Rick Stevens is Argonne’s Associate Laboratory Director for the Computing, Environment and Life Sciences (CELS) Directorate and an Argonne Distinguished Fellow. He is also a Professor of Computer Science at the University of Chicago. Stevens has been at Argonne since 1982.

In these and numerous other roles, Stevens is responsible for ongoing research in the computational and computer sciences from high performance computing architecture to the development of tools and methods for bioinformatics, cancer, infectious disease, and other challenges in science and engineering. He has significant responsibility in delivering on the national initiative for exascale computing and developing the U.S. Department of Energy’s (DOE) AI for Science national initiative. Recently, he has focused on developing artificial intelligence methods for a variety of scientific and biomedical challenges.

Stevens is a member of the American Association for the Advancement of Science and has received many national honors for his research, including being named a Fellow of the Association of Computer Machinery (ACM) for his continuing contributions to high performance computing.

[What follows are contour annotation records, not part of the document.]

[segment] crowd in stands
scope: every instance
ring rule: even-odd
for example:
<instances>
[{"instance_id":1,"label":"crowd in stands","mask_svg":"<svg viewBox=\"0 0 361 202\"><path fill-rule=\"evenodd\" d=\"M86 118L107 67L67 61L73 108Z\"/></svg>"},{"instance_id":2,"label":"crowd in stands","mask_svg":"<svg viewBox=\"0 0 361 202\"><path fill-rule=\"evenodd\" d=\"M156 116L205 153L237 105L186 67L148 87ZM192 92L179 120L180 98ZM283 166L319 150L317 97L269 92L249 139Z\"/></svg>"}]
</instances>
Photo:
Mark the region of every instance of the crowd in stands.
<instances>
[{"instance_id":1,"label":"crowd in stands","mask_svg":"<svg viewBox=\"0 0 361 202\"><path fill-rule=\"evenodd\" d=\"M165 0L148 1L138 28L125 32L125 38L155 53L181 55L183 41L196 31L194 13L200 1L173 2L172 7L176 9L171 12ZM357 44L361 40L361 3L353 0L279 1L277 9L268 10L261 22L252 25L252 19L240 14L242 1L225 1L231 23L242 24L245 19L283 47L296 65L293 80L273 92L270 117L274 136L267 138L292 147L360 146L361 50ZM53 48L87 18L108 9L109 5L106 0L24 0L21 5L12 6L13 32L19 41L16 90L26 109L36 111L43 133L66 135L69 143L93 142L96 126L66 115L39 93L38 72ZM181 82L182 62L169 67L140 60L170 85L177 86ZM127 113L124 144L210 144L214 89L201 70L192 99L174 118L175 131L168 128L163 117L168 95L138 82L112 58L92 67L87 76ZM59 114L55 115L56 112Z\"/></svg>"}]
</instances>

Stevens is currently the PI of the Bacterial / Viral Bioinformatics Resource Center (BV-BRC), which is developing comparative analysis tools for infectious disease research and serves a large user community; the Exascale Deep Learning and Simulation Enabled Precision Medicine for Cancer project through the Exascale Computing Project (ECP), which focuses on building a scalable deep neural network application called the CANcer Distributed Learning Environment (CANDLE); the Innovative Methodologies and New Data for Predictive Oncology Model Evaluation (IMPROVE) project which is building a comprehensive framework and exascale workflow to compare deep learning models aimed at solving critical problems; and the Exploration of the Potential for Artificial Intelligence and Machine Learning to Advance Low-Dose Radiation Biology Research (RadBio-AI) project to investigate the opportunity to understand the impact of low doses of radiation on biological systems, including humans.

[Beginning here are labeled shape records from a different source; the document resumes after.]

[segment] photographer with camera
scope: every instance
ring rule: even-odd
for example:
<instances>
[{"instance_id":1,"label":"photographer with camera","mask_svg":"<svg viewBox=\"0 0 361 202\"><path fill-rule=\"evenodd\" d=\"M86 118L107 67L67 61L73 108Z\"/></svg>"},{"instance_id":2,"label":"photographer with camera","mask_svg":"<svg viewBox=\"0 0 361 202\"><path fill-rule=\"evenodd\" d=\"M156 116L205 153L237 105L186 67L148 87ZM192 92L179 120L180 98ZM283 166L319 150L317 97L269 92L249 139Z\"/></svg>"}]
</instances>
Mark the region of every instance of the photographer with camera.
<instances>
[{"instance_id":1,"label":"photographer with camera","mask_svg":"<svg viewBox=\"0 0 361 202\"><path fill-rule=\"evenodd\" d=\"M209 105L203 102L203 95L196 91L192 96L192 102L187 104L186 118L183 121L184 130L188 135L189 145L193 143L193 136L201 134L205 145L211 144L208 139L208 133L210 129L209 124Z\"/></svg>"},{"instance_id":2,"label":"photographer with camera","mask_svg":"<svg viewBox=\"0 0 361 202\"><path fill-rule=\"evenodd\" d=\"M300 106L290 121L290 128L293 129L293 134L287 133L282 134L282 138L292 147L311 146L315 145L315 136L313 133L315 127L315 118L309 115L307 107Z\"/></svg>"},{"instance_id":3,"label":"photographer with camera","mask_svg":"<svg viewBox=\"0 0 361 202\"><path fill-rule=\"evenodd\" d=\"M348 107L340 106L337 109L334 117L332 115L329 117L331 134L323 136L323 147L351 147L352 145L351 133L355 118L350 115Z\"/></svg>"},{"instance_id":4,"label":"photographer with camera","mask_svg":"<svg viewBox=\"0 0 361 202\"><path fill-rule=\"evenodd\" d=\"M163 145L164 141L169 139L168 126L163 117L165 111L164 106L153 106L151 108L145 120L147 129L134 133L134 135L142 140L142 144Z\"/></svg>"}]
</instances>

Previously, Stevens has led and participated in a variety of other projects: constructing integrated databases of microbial pathogens (e.g., NMDPR); automating genome and metagenome annotation (e.g., RAST, MG-RAST) to develop a minimum genome derived from Bacillus subtilis; automating the construction of metabolic models for bacteria and archaea (e.g., ModelSEED); predicting drug targets for microbial pathogens and obtaining their protein structures; using experimental feedback for refinement of modelling and simulation analysis for biomedical research; and developing a massively parallel computational drug screening pipeline and novel algorithms for creating targeted virtual small molecule libraries that outperform existing databases. All of these projects have involved undergraduate and graduate students, many who are cross trained in computer science and biology and have gone on to varied careers in academia, industry, and the AI testbed at the Argonne Leadership Computing Facility, a DOE Office of Science user facility.